When Kids Hit (and What to Do Instead)
It doesn’t come out of nowhere.
Most of the time, it happens fast.
A toy gets taken.
Something doesn’t go their way.
A feeling builds—and they don’t quite know what to do with it.
So it comes out the only way they can in that moment.

Hitting is one of those behaviors that can feel overwhelming to respond to.
Not because it’s unusual—
but because it happens so quickly, and often before kids have the language or tools to handle what they’re feeling.
This isn’t about labeling behavior.
It’s about understanding what’s underneath it—
and giving kids a different way to respond.
🧠 Why Kids Hit
Young children don’t naturally have the skills to:
- regulate big emotions
- communicate frustration clearly
- pause before reacting
So when something feels too big—
they react physically.
That doesn’t make it okay.
But it does make it understandable.
✋ What Helps Instead
The goal isn’t just to stop the behavior.
It’s to give them something else to do instead.
1. Stay Calm (Even When It’s Hard)
Kids borrow regulation from us.
The calmer your response—
the faster they can come back down.
2. Keep It Simple
In the moment, less is more.
Short, clear language works best:
- “I won’t let you hit.”
- “Hitting hurts.”
3. Show Them What To Do Instead
This is the part that matters most.
Not just what not to do—
but what they can do.
- “Use your words.”
- “Ask for help.”
- “Let’s try again.”
4. Give Them a Way to Release the Feeling
Some kids need to move through the feeling physically.

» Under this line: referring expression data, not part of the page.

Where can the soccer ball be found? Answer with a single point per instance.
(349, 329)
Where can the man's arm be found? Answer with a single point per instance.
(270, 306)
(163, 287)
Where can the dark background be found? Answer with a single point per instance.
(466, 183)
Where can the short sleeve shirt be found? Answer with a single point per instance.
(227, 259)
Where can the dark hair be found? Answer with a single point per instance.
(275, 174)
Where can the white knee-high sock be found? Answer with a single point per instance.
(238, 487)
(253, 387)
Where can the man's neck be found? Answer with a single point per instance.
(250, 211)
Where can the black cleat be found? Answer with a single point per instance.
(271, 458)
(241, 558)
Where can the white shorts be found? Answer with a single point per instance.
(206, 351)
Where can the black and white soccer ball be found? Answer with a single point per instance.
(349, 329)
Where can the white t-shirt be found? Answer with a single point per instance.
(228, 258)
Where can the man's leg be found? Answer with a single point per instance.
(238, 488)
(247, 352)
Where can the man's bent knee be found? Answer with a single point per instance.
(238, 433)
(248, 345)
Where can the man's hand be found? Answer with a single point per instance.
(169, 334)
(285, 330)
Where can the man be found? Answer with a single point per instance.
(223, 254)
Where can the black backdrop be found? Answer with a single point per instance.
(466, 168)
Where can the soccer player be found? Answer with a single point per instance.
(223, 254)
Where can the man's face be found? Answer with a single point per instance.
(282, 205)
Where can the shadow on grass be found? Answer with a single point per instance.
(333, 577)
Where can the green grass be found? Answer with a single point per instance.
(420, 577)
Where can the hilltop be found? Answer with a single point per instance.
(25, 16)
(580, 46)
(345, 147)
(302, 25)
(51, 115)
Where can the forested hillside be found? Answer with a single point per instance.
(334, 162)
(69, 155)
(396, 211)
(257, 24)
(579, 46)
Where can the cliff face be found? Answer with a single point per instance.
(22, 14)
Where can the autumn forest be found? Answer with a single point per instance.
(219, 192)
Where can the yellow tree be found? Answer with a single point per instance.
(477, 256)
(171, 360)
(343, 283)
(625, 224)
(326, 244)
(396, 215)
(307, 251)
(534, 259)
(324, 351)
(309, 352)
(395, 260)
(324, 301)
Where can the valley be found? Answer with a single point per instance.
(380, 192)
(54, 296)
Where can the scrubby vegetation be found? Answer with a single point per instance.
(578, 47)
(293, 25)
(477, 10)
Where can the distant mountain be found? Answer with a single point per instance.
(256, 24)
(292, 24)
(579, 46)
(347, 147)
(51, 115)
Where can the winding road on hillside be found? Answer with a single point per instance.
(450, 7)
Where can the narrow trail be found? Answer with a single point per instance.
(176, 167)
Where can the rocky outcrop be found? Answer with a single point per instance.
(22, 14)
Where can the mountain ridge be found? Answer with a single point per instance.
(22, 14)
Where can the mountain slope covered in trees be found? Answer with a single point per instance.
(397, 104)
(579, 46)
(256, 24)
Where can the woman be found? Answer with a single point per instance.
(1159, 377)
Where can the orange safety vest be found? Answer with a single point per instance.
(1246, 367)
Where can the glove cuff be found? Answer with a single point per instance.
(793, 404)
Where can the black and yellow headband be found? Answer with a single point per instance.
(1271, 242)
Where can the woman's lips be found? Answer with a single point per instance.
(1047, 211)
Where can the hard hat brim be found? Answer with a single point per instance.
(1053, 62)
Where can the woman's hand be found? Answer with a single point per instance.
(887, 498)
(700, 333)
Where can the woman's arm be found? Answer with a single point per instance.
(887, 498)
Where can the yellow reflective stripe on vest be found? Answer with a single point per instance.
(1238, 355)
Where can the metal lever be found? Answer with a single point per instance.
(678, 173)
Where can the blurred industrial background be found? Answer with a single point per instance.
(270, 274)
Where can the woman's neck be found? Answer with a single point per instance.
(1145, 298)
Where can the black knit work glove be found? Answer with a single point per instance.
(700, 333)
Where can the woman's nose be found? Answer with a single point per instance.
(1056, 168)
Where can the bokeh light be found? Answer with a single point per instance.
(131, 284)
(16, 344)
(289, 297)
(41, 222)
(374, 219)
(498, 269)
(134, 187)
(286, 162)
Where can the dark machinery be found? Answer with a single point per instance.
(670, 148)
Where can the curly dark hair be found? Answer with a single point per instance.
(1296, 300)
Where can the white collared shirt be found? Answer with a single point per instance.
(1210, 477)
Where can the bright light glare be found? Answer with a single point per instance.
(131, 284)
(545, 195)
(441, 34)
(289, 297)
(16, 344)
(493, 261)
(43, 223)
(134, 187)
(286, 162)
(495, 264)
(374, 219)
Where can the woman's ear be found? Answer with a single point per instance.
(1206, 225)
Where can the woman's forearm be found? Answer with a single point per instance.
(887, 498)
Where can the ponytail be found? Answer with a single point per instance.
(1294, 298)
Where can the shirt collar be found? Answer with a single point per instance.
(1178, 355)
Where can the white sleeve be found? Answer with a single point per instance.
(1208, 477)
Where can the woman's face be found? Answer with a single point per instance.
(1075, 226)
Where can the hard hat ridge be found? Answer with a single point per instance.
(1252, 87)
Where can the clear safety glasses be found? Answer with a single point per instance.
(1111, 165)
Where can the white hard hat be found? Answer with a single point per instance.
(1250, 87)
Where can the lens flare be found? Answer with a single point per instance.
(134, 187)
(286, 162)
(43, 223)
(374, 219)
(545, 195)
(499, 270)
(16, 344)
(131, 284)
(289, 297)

That’s where play can help.

🎨 Where Play Comes In
This is where things start to shift.
Not in the moment of hitting—
but in all the moments around it.
When kids have space to:
- squeeze
- stretch
- pour
- build
- release
they begin to process those big feelings differently.
They don’t just react—
they start to work through it.
🌈 Play Ideas That Help
These kinds of activities give kids a safe way to move through frustration, tension, and big emotions:
👉 Kool-Aid Play Dough (scented + stretchy)
👉 Galaxy Play Dough (soft, slow sensory play)

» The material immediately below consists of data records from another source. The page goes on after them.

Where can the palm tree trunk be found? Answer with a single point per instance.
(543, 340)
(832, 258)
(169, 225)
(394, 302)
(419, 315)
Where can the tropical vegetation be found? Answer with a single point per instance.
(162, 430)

👉 Aqua Sand (calm, repetitive movement)
👉 Sensory Bins (open-ended exploration)
👉 Slime (hands-on, shifting texture)

These aren’t solutions on their own—
but they give kids something they’re often missing:
👉 a way to process what they’re feeling
🍃 The Experience
Over time, something changes.
Not all at once.
But gradually.
They start to pause a little longer.
Reach for something else.
Try again in a different way.
And those big reactions—
don’t disappear completely—
but they don’t take over in the same way.
💡 Final Thoughts
Hitting is one of those behaviors that feels urgent in the moment—
but it’s also part of a bigger process.
Kids are learning:
- how to handle frustration
- how to express themselves
- how to move through emotions
And that doesn’t happen all at once.
But with support, consistency, and the right kinds of outlets—
they begin to figure it out.
If you’re looking for gentle, hands-on ways to support that process—
play is a really good place to start.